Eddy Cues Abteilung drängt derweil darauf, KI in so viele Anwendungen wie möglich zu integrieren, so Bloomberg. Cues Team erforsche neue Funktionen für Apple Music, einschließlich automatisch generierter Wiedergabelisten – eine Funktion, die Spotify Anfang des Jahres zusammen mit OpenAI eingeführt hatte. Aber auch die Produktivitäts-Apps des Unternehmens wie Pages und Numbers sollen eine Portion KI erhalten.
Apple-interne Debatte: On-Device- oder Cloud-KI?
Eine große Debatte beschäftige die Apple-Teams intern massiv: Wie soll generative KI eingesetzt werden? Komplett auf dem Gerät, in der Cloud oder irgendwo dazwischen? Der Vorteil einer reinen On-Device-Lösung wäre eine höhere Reaktionsgeschwindigkeit und ein besserer Schutz der Privatsphäre. Gerade letzteres ist ein für Apple stets äußerst wichtiger Faktor, mit dem der Konzern regelmäßig wirbt.
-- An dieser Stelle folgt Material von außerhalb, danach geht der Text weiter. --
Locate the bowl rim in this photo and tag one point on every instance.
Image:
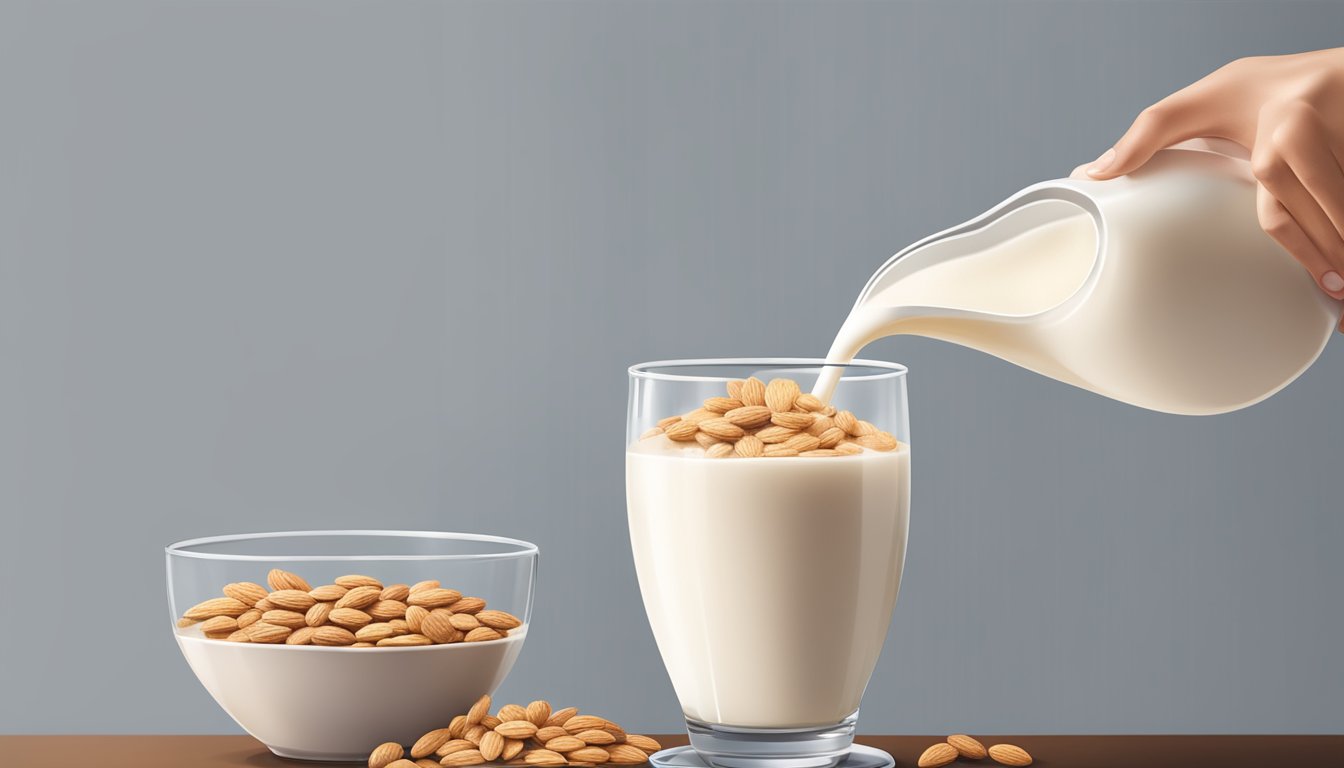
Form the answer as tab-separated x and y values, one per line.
512	636
179	549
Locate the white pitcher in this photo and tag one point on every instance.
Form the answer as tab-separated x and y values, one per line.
1157	289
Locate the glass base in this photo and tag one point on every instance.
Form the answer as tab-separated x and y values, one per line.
858	756
727	747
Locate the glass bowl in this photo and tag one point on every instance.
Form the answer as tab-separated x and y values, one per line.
321	702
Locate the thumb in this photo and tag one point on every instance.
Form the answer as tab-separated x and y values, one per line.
1160	125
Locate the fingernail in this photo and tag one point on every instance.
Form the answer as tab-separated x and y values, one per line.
1102	163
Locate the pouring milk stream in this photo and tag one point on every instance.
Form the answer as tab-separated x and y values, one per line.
1157	289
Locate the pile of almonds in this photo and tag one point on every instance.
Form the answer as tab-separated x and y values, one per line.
531	735
962	745
356	611
774	420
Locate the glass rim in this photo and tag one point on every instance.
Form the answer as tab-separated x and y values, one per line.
180	549
645	370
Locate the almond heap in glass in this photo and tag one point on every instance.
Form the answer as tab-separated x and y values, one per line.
772	420
356	612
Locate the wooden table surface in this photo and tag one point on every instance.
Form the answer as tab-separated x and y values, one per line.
1058	751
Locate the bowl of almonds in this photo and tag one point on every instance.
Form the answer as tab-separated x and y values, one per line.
324	644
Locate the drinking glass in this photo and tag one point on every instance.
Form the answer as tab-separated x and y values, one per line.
769	581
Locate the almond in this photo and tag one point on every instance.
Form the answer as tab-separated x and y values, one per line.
278	580
753	392
801	441
301	636
938	755
405	640
329	635
464	757
749	416
479	710
499	619
565	743
596	737
436	597
581	722
589	755
511	712
350	618
792	420
846	420
492	745
292	599
561	716
246	592
626	755
682	432
385	753
415	616
809	402
426	584
967	747
398	592
360	596
644	743
722	404
281	618
328	593
878	441
831	437
374	632
456	744
772	435
1010	755
356	580
780	394
438	627
219	626
719	451
217	607
749	447
264	632
468	605
481	635
316	616
516	728
722	428
386	609
464	622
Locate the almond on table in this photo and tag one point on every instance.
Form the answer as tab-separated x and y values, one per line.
356	611
534	736
772	420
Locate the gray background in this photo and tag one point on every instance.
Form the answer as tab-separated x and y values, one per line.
280	265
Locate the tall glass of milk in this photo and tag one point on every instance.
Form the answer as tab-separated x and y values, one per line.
769	581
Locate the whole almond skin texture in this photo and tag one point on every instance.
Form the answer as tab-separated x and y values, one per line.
278	580
430	741
385	755
967	747
1010	755
937	756
246	592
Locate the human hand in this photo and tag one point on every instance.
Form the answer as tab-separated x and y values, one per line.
1288	112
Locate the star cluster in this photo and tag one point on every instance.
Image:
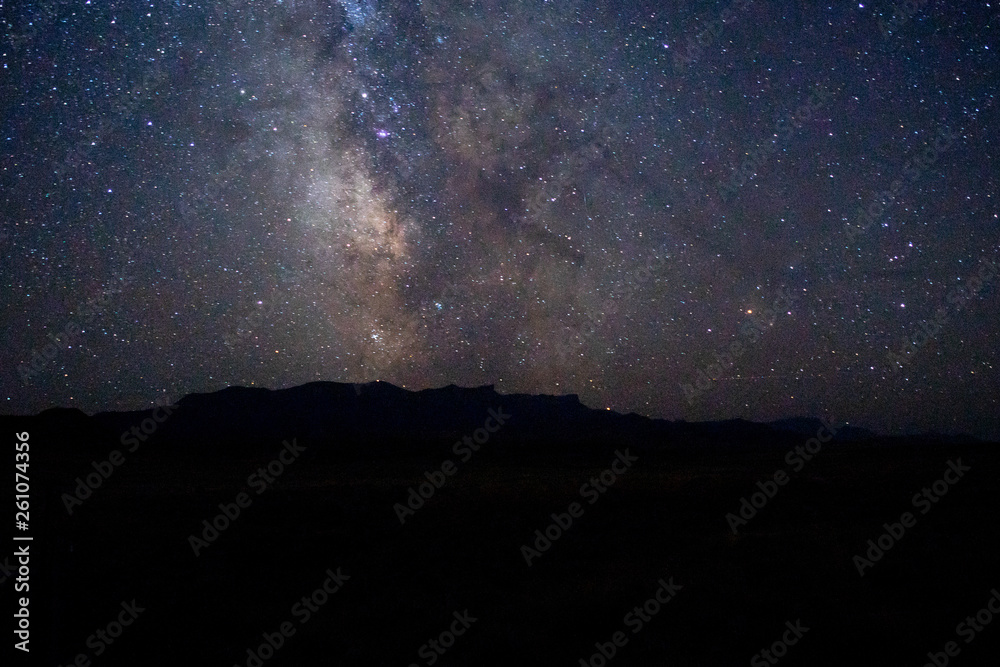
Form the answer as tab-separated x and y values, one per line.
692	210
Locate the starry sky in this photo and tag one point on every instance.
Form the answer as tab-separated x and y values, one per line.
697	210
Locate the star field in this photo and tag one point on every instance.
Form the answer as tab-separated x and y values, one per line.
690	211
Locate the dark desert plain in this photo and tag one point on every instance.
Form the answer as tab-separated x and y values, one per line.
467	559
462	333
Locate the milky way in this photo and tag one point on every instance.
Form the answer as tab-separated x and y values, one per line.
685	211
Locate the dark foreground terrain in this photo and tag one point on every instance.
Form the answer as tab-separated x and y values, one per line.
787	581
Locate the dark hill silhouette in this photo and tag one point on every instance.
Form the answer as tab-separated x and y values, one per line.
360	453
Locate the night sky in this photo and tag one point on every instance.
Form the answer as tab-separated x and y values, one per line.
692	211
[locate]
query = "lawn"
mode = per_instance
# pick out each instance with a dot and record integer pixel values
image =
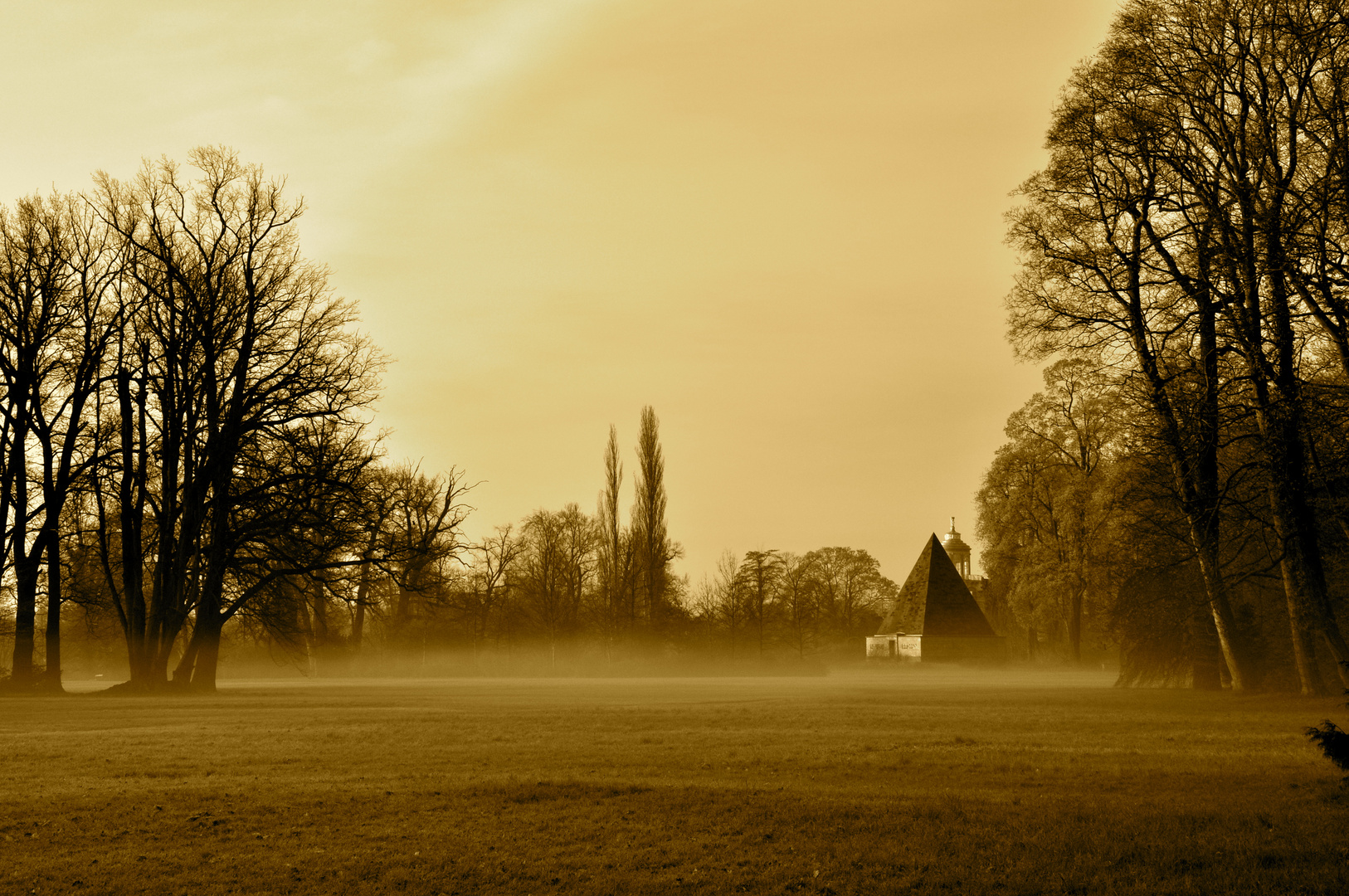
(885, 780)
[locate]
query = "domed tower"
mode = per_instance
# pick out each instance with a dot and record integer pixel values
(958, 551)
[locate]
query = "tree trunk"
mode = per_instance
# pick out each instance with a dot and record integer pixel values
(51, 678)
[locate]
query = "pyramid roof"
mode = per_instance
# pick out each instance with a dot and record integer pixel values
(935, 601)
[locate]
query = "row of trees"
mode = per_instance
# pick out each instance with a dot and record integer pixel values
(187, 465)
(1185, 254)
(183, 441)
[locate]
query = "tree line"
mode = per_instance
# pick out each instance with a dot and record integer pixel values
(187, 465)
(1179, 487)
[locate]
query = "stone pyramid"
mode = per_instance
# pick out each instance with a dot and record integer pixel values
(935, 601)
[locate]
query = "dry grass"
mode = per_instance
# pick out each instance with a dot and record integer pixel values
(900, 780)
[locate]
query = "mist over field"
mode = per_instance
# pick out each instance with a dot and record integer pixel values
(674, 447)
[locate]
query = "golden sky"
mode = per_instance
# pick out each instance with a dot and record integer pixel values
(777, 222)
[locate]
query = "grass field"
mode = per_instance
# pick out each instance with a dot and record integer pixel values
(879, 782)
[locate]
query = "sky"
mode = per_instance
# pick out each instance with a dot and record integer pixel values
(776, 222)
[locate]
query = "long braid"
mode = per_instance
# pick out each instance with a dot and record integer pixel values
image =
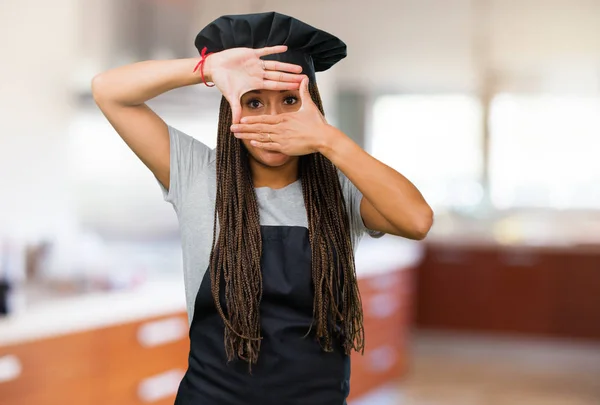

Auf der anderen Seite ist dies unter anderem die Ursache für eine dumme Siri.
Vorteil einer cloudbasierten Bereitstellung von Apples neuen KI-Sprachmodellen wäre die Möglichkeit, fortschrittlichere Operationen zu ermöglichen.
Eine reine On-Device-Strategie mache es Apple außerdem schwerer, die KI-Technologie schneller zu aktualisieren und an eine schnell verändernde Branche anzupassen, meint Gurman. Angesichts dieser Aspekte wäre es nicht verwunderlich, wenn Apple auf einen kombinierten Ansatz setzt: On-Device-Verarbeitung für elementare Funktionen und die Cloud für fortgeschrittenere Aufgaben, die zudem mehr Rechenpower benötigen.
Apple wäre in 2024 nicht das erste Unternehmen, das verstärkt auf KI in der eigenen Hardware setzt. Google hat mit dem Pixel 8 und 8 Pro (Test) gut vorgelegt und andere Android-Hersteller werden garantiert folgen. So heißt es, dass Samsung das Galaxy S24, das im Januar 2024 vorgestellt werden soll, massiv mit KI bestücken wird. Auch im Windows-Bereich wird Microsoft nachgesagt, mit dem 2024 erwarteten Update auf Windows 12 noch stärker auf (generative) KI zu setzen. Gewonnen wird ohnehin nicht mehr bei der Hardware, die sich nur noch langsam fortentwickelt, sondern durch immer smarter werdende Software. Mit dieser will Apple unter anderem das iPhone transformieren.